Two double poset polytopes

To every poset P, Stanley (1986) associated two polytopes, the order polytope and the chain polytope, whose geometric properties reflect the combinatorial qualities of P. This construction allows for deep insights into combinatorics by way of geometry and vice versa. Malvenuto and Reutenauer (2011) introduced 'double posets', that is, (finite) sets equipped with two partial orders, as a generalization of Stanley's labelled posets. Many combinatorial constructions can be naturally phrased in terms of double posets.
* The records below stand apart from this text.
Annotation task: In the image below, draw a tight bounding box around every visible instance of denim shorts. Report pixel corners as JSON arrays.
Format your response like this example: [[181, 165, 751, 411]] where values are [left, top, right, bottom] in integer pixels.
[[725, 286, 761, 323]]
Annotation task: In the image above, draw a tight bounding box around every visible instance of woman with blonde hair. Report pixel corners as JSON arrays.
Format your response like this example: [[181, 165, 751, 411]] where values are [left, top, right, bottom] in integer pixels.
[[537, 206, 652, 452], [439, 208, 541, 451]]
We introduce the 'double order polytope' and the 'double chain polytope' and we amply demonstrate that they geometrically capture double posets, i.e., the interaction between the two partial orders. We describe the facial structures, Ehrhart polynomials, and volumes of these polytopes in terms of the combinatorics of double posets. We also describe a curious connection to Geissinger's valuation polytopes and we characterize 2-level polytopes among our double poset polytopes. Fulkerson's 'anti-blocking' polytopes from combinatorial optimization subsume stable set polytopes of graphs and chain polytopes of posets. We determine the geometry of Minkowski- and Cayley sums of anti-blocking polytopes. In particular, we describe a canonical subdivision of Minkowski sums of anti-blocking polytopes that facilitates the computation of Ehrhart (quasi-)polynomials and volumes. This also yields canonical triangulations of double poset polytopes. Finally, we investigate the affine semigroup rings associated to double poset polytopes. We show that they have quadratic Groebner bases, which gives an algebraic description of the unimodular flag triangulations described in the first part.